Now, there are calls for a similar program when children get back to school after lockdown, to help address the predicted impact of the pandemic on youth mental health.
The Journey of Hope program, facilitated by Save the Children Australia, ran in 77 schools across Australia, and used creative, age-appropriate activities to start a discussion about topics like bullying, self-esteem, building safety, fear and sadness.
Schools in the Shoalhaven, Eurobodalla, Bega Valley shires took part in the program. It aimed to help young people aged 4-to 18-years old build resilience and develop new ways to cope with worry and anxiety in uncertain times.
Primary students from Sunshine Bay Public School in Batehaven took part in the program last year, and assistant principal Rob Lenon said it helped unite the school community.
"When kids came back to school after the fires, you could see the impact immediately and we needed to put some things in place to support our kids, our families and our school community," he said.
"Our staff was so excited to see program facilitators coming to our school with such a positive attitude and such a positive influence on our kids."
We all learned it's okay to talk about things, and you don't have to be scared.Evelyn, Year 6 student
The program was delivered to small groups of around eight to 10 children by Journey of Hope facilitators.
Sunshine Bay Year 6 student Evelyn said before she completed the program, no one was talking about what they'd experienced during the bushfires and it meant many had built up feelings of anger.
"During the program we all learned that it's okay to talk about things, and you don't have to be scared to talk," she said.
"You don't have to keep all your emotions bottled up inside: it's okay to be angry and it's okay to be sad."
Another classmate, Year 6 student Rocco said he enjoyed the outdoor activities the most.
"We were always focusing on helping other people and working as a group. It was really fun," he said.
"It made me feel a lot happier, more open about talking about what had happened and people helping me with getting over it and feeling better."

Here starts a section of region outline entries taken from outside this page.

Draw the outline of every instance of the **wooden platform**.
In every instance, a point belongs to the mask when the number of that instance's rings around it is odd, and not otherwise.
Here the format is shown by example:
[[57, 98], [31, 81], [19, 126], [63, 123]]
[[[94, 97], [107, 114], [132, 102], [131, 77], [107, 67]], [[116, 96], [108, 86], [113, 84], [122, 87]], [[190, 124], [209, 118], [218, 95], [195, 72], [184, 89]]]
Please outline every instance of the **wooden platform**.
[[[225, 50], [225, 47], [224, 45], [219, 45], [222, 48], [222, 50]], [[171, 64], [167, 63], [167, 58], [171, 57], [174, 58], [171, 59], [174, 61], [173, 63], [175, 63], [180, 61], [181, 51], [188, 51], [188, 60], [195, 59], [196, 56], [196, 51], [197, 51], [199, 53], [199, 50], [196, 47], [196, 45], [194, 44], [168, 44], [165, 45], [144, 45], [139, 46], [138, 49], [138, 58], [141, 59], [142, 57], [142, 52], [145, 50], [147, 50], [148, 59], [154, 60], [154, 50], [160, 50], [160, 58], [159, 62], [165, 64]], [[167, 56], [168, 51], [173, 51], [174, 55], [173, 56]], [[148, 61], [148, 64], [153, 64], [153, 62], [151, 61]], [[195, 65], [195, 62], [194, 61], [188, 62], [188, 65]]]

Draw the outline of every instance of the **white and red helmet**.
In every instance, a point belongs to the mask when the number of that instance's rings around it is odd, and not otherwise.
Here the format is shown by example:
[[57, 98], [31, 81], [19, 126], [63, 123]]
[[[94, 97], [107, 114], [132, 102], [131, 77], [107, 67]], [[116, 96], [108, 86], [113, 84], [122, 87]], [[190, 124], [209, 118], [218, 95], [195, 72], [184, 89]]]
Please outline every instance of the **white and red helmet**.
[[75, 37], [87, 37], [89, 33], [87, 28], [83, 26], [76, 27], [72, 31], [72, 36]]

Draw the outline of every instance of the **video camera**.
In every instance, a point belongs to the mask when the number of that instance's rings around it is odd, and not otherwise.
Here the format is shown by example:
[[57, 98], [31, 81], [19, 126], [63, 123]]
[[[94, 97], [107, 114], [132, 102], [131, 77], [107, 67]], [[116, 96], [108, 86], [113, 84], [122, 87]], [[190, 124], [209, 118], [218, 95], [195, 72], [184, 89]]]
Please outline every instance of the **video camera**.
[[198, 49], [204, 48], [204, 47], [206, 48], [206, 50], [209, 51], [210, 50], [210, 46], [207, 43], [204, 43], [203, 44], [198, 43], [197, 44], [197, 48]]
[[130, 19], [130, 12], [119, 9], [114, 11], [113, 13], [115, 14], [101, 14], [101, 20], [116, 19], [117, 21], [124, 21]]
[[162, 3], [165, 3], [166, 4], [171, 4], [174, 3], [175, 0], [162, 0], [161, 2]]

Mr Lenon said after the program, teachers quickly noticed a difference in the children's behaviours.
"Our classrooms and our playgrounds were calmer, student engagement has improved and we noticed kids using the language of the program a lot more to talk about how they felt," he said.
Similarly, Ulladulla Public School assistant principal Melinda Croan said the program was hugely popular with her students.
"Journey of Hope came to our school immediately after the bushfires and worked with all of our 750 students," she said.
"The feedback we got from students was that it was their favourite time of the week. They enjoyed being able to express themselves, the activities and the understanding that their feelings were okay."
Returning to "normal" after lockdown
Save the Children Australia is keen to implement a similar program with Journey of Hope facilitators when schools return after lockdown ends, but funding is running low.
CEO Paul Ronalds called on the state and federal governments to invest in programs like Journey of Hope to benefit children's mental wellbeing.
"We are already experiencing a national children's mental health crisis of a scale not seen before in Australia," he said.
"The beauty of Journey of Hope is that it is specialised, complements existing mental health supports in schools and doesn't place an extra burden on schools when they're dealing with multiple crises.
"In fact, it gives students, teachers and even parents the space and time to process and deal with what they're going through."
"Significant funding must be set aside for children's mental health and recovery in response to these and future disasters."